Quando o Infante iniciava sua saga histórica na escola de Sagres, a artilharia era uma tática terrestre. Não se disparavam canhões em um navio, pois temia-se o risco de o mesmo adernar até a capotagem.

Foi o Infante quem fez com que se disparassem os canhões embarcados, descobrindo a maneira segura de fazê-lo e colocando a marinha portuguesa na vanguarda bélica de então.

Mas os avanços não parariam aí. Os canhões se carregavam pela boca, e a cada tiro os artilheiros deviam se deslocar para a frente de suas armas para novo disparo, levando as pesadas cargas: a pólvora (que era socada no interior dos canhões), a bucha e as esferas projéteis, de pedra ou ferro fundido. Nessa operação, eram alvos fáceis dos mosquetes inimigos.

Os portugueses criaram uma inovação deveras avançada: a retrocarga dos canhões. Pela primeira vez no mundo uma arma se carregava pela culatra, através das “canecas de carga” que se fixavam na parte traseira dos canhões.

Com isso, as equipagens da artilharia portuguesa não se expunham aos tiros de mosquete dos inimigos e ainda mais: enquanto um canhão inimigo disparava uma vez, os portugueses faziam seis disparos, em média. Isso tornou as caravelas portuguesas temidas por seu poder superior de fogo e as naves de carga, que levavam as riquezas para a metrópole (como as especiarias da Índia) menos vulneráveis à pirataria.

Também não se descuravam, nossos antepassados lusos, da logística. Como os canhões da época, de bronze, se desgastavam rapidamente, e com isso perdiam potência nos disparos, os portugueses multiplicaram suas fundições pelo mundo afora.

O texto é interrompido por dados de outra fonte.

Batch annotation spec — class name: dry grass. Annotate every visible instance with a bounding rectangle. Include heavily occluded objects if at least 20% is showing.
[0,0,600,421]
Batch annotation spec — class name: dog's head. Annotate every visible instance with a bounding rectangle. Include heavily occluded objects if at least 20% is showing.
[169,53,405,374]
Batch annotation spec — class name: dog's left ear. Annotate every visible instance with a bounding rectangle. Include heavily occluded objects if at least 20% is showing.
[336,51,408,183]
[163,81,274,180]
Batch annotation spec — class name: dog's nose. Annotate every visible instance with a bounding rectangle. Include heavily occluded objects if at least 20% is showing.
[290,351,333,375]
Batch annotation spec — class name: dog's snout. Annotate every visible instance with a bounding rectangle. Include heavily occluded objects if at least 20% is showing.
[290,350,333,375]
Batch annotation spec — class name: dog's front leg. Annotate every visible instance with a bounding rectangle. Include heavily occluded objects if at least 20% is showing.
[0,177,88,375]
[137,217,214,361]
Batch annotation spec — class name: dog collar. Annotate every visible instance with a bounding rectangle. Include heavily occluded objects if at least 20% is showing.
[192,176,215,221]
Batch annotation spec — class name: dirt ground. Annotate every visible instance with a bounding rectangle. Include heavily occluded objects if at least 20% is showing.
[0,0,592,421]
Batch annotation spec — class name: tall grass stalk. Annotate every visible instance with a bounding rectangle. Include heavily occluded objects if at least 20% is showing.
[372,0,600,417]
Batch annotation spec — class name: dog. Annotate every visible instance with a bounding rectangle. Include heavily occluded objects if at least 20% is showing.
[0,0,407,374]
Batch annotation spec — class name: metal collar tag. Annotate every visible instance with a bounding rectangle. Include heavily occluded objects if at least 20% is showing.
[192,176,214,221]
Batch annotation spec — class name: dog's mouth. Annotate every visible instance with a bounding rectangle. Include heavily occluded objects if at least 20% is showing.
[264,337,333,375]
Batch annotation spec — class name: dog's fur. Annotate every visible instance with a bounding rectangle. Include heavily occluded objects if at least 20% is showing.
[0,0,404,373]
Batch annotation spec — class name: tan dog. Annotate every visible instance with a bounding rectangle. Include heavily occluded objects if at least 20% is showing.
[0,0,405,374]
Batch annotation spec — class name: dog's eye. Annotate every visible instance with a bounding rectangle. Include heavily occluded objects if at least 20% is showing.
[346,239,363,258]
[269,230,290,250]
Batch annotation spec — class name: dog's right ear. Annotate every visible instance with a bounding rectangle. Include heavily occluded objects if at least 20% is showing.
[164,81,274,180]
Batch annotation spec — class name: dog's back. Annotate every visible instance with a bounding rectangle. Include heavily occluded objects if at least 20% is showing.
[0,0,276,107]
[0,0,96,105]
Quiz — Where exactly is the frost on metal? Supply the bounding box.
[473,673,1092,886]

Os artilheiros contabilizavam os disparos, pois já sabiam que, a cada 100 tiros, o canhão deveria ser substituído. Mas não precisavam voltar a Lisboa para substituir os canhões descalibrados, e os trocavam no ponto mais próximo, quando necessário, mantendo integral sua capacidade de combate. Existiam fundições de bronze em Goa, Macau, Málaca, Luanda e Pernambuco. Merecem mais admiração do que a que têm recebido, nossos avozinhos portugueses.